For Yale School of Architecture’s Paprika, April 2017
Like other exported Swedish crime dramas, “Jordskott” has its fair share of sublime morbidity. I haven’t finished the series, so I will betray here only a partial spoiler. Like other Swedish crime dramas, this one follows a sharp, socially awkward, beautiful, and preternaturally tough protagonist. The plot focuses on Eva’s return to her hometown Silverhöjd, which is being strangled by the forest. She learns that ingesting a nasty-looking parasite can save your life in Silverhöjd and even clean up a rash on your supermodel-proportioned forearm.
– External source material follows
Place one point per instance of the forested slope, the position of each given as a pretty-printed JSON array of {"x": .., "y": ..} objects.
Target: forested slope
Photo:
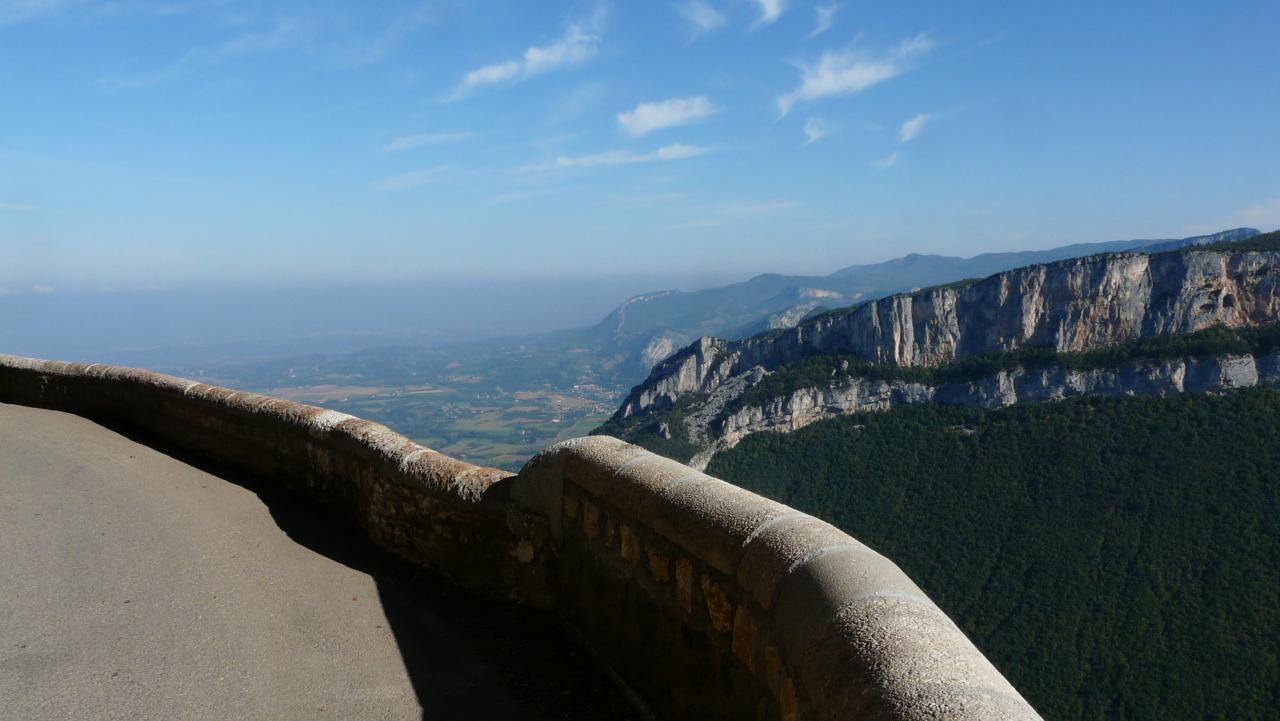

A mirrored society of non-humans haunts Eva’s hometown. These other creatures are of the forest while the humans are of the town once built with wood fairly harvested from the forest. There once existed a symbiosis between the two societies (town and forest). But then Silverhöjd’s industrialists became stricken with capitalist greed for more forest access, which led to a xenocide campaign to clear out the resisting forest people.
At great risk, police officers, miscreant children, and loggers enter the contentious forest. Its cushiony floor is blanketed in a disarming misty green. But that’s a ruse. Festering heaps of organic rot conceal chutes to caverns below where shadow people mix potions to kill some people and heal others. The protagonist probes this underground, searching for clues about an aboveground epidemic of throat-slittings and kidnappings. She becomes entwined in a forest resounding with darkness, decay, transgression, and most of all, pending environmental catastrophe.